Joins for common use cases

In the Gold layer, the ASSETS table is the core table that lists all assets and important attributes. However, the Gold layer also contains complementary views that contain details for specific asset types. For example, the RELATIONAL_ASSET_DETAILS view contains domain-specific details for relational assets in Atlan, such as the list of columns for a table, so you'll need to join the ASSETS table with the RELATIONAL_ASSET_DETAILS as part of your query.

This section outlines common relationships and joins that may be helpful.

GUID as the universal key

Every asset has a unique GUID. This is your primary key for joining tables.

Tag use cases

For tag-based use cases (for example, find all assets with specific tags, analyze tag coverage, compliance reporting), join ASSETS with the TAGS view using ASSETS.GUID = TAGS.ASSET_GUID as the join condition.

Custom metadata use cases

For custom metadata use cases (for example, find assets with specific custom attributes you have defined in Atlan), join ASSETS with the CUSTOM_METADATA view using ASSETS.GUID = CUSTOM_METADATA.ASSET_GUID as the join condition.

README use cases

To get the full readme text for an asset (helpful in queries that search documentation or find undocumented assets, or general knowledge base queries), join ASSETS with the README view using ASSETS.README_GUID = README.GUID as the join condition.

Lineage use cases

The Gold layer has a LINEAGE table that enables simple impact analysis, root cause analysis, data flow visualization, and change management.

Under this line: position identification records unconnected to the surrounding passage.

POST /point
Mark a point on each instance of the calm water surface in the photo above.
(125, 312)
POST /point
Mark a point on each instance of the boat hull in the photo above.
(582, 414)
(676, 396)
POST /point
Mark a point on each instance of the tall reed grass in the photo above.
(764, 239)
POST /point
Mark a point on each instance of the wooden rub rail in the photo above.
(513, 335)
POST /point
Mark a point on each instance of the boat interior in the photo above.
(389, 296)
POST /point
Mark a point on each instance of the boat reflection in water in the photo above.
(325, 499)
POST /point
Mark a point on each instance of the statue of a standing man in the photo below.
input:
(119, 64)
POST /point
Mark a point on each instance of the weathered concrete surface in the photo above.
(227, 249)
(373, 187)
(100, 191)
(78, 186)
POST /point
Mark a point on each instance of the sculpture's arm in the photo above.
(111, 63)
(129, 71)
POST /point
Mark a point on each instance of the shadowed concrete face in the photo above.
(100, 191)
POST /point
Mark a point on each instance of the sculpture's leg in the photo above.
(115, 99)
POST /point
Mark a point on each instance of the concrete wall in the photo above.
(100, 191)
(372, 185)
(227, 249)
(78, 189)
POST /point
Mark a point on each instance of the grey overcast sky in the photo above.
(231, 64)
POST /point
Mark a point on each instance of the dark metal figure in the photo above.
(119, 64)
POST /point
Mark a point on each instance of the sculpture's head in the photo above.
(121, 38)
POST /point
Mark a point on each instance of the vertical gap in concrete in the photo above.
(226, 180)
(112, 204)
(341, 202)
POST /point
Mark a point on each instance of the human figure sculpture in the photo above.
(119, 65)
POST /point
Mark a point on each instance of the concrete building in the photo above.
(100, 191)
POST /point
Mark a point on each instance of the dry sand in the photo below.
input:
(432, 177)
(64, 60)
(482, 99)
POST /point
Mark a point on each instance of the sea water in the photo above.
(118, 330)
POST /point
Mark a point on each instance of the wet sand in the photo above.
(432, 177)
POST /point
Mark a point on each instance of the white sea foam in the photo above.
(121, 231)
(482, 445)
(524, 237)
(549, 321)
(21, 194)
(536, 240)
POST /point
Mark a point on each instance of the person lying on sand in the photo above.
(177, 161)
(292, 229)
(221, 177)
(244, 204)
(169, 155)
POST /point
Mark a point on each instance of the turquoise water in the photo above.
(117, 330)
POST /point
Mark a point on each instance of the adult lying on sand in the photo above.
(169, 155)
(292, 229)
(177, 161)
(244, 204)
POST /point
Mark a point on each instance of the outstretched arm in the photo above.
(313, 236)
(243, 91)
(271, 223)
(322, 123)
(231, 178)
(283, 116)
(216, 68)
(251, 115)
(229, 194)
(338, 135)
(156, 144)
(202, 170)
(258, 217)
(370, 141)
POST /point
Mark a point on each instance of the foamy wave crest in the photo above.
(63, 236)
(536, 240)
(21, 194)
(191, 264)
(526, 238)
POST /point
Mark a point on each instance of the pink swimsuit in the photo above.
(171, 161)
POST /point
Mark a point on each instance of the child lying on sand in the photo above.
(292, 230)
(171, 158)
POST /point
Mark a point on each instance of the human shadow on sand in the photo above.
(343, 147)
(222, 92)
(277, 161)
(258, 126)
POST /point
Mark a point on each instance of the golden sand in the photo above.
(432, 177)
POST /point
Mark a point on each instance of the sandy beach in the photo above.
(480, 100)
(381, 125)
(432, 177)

Every row in the LINEAGE table has a START_GUID column that describes the starting point for lineage, and a RELATED_GUID column that describes the adjacent related asset. Use ASSETS.GUID = LINEAGE.START_GUID to get details about the starting asset, and LINEAGE.RELATED_GUID = ASSETS.GUID to get related asset details.

Glossary use cases

The GLOSSARY_DETAILS view contains details about glossaries, categories, and terms in Atlan. To find which terms are on an asset, join ASSETS with GLOSSARY_DETAILS using ASSETS.TERM_GUIDS contains GLOSSARY_DETAILS.GUID.

To understand term adoption analysis, finding assets by business term, and build glossary coverage reports, join GLOSSARY_DETAILS with ASSETS using GLOSSARY_DETAILS.ASSIGNED_ENTITIES contains ASSETS.GUID.

GLOSSARY_DETAILS also has an ANCHOR_GUID column that describes the glossary that the term or category belongs to, so you can understand glossary structure or hierarchy (for example, link a term or category to its parent glossary) or find all terms in a glossary by doing a self-join on GLOSSARY_DETAILS using GLOSSARY_DETAILS.ANCHOR_GUID = GLOSSARY_DETAILS.GUID.

Exploring relational asset hierarchy

The RELATIONAL_ASSET_DETAILS view contains details about all relational assets registered in Atlan, including databases, schemas, tables, and columns. Details also include structural information about each asset that can be used to explore schemas and database inventory, such as DATABASE_SCHEMAS (GUIDs for schemas in a database) and TABLE_COLUMNS (GUIDs for columns in a table).

Understanding pipelines and data sources/outputs

You can use the PIPELINE_DETAILS view to understand pipeline dependency analysis, map ETL/ELT flows, and track transformations. Each row in PIPELINE_DETAILS has INPUT_GUIDS_TO_PROCESSES and OUTPUT_GUIDS_TO_PROCESSES columns that are arrays of input/output assets to each process, that you can then flatten and join with ASSETS for further analysis.

Data quality use cases

To monitor data quality checks, track failed checks, and build asset quality reports, join the DATA_QUALITY_DETAILS view with ASSETS using DATA_QUALITY_DETAILS.GUID = ASSETS.GUID as the join key.